O processo teve início quando a mãe buscou uma escola para registrar seu filho, que faria quatro anos em 21 de maio de 2026. No entanto, o pedido de matrícula foi negado, pois a criança não havia completado a idade mínima requerida até 31 de março, prazo estabelecido como corte etário para essa fase da educação infantil.
Conforme o defensor público Leonardo Gelatti Backes, a Defensoria Pública de Inocência primeiro tentou resolver a situação administrativamente, antes de acionar a Justiça. A entidade enviou um comunicado à prefeitura solicitando a inscrição e ressaltou que a diferença entre a data-limite e o aniversário da criança era de apenas 51 dias. Mesmo assim, a solicitação foi novamente indeferida.
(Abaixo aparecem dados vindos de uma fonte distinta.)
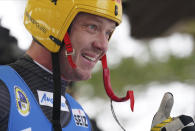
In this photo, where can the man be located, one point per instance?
(69, 37)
Frente à recusa, a Defensoria entrou com uma ação de obrigação de fazer, solicitando uma tutela de urgência. Em primeira instância, a medida liminar foi indeferida, fundamentada na compreensão do Supremo Tribunal Federal (STF) acerca da constitucionalidade do corte etário para o acesso à educação infantil.
A Defensoria, então, apelou ao TJMS, alegando que, apesar da existência de um critério de idade para entrada na educação infantil, é fundamental ponderar as particularidades de cada situação, especialmente em face do direito à educação e do princípio do melhor interesse do menor.
A instituição também salientou a inexistência de qualquer indício técnico ou pedagógico que sugerisse que a matrícula pudesse prejudicar a criança. Na visão da Defensoria, a aplicação rigorosa do critério etário, nesta circunstância, poderia postergar o desenvolvimento escolar do aluno.
Após examinar o recurso, o TJMS deferiu a solicitação e impôs ao Município de Inocência a obrigação de efetivar a matrícula em até cinco dias, com a previsão de multa diária de R$ 500 caso houvesse descumprimento.
Em sua decisão, a relatora avaliou que a diferença de menos de dois meses entre a data de corte e a idade da criança não justificava o impedimento de seu ingresso na Pré-Escola I.
Concluída a decisão, o município comunicou à Justiça que a vaga foi efetivada e que a criança já estava presente na escola. O Ministério Público, por sua vez, também se manifestou de forma positiva ao pleito.
Posteriormente, o Juízo da Vara Única de Inocência declarou a ação procedente e confirmou de maneira definitiva a matrícula.